Objective To determine how accurately physicians self-assess compared with external observations of their competence.

Data Sources The electronic databases MEDLINE (1966-July 2006), EMBASE (1980-July 2006), CINAHL (1982-July 2006), PsycINFO (1967-July 2006), the Research and Development Resource Base in CME (1978-July 2006), and proprietary search engines were searched using terms related to self-directed learning, self-assessment, and self-reflection.

Study Selection Studies were included if they compared physicians' self-rated assessments with external observations, used quantifiable and replicable measures, included a study population of at least 50% practicing physicians, residents, or similar health professionals, and were conducted in the United Kingdom, Canada, United States, Australia, or New Zealand. Studies were excluded if they were comparisons of self-reports, studies of medical students, assessed physician beliefs about patient status, described the development of self-assessment measures, or were self-assessment programs of specialty societies. Studies conducted in the context of an educational or quality improvement intervention were included only if comparative data were obtained before the intervention.
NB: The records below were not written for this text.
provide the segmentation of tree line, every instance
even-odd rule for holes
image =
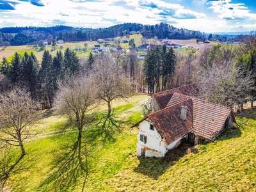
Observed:
[[[33,99],[40,101],[45,109],[52,106],[58,81],[79,73],[81,64],[75,52],[67,49],[64,54],[57,51],[53,57],[45,51],[40,65],[33,52],[16,52],[10,63],[3,59],[0,70],[12,84],[27,88]]]
[[[174,75],[175,65],[175,53],[172,47],[168,49],[164,45],[149,49],[144,61],[148,93],[154,93],[170,88],[170,79]]]
[[[199,38],[205,35],[200,31],[179,29],[166,23],[156,25],[142,25],[125,23],[106,28],[74,28],[67,26],[51,28],[6,28],[0,29],[0,45],[22,45],[42,40],[63,39],[65,41],[97,40],[99,38],[115,38],[138,31],[145,38]]]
Data Extraction Study population, content area and self-assessment domain of the study, methods used to measure the self-assessment of study participants and those used to measure their competence or performance, existence and use of statistical tests, study outcomes, and explanatory comparative data were extracted.

Data Synthesis The search yielded 725 articles, of which 17 met all inclusion criteria. The studies included a wide range of domains, comparisons, measures, and methodological rigor. Of the 20 comparisons between self- and external assessment, 13 demonstrated little, no, or an inverse relationship and 7 demonstrated positive associations. A number of studies found the worst accuracy in self-assessment among physicians who were the least skilled and those who were the most confident. These results are consistent with those found in other professions.

Conclusions While suboptimal in quality, the preponderance of evidence suggests that physicians have a limited ability to accurately self-assess. The processes currently used to undertake professional development and evaluate competence may need to focus more on external assessment.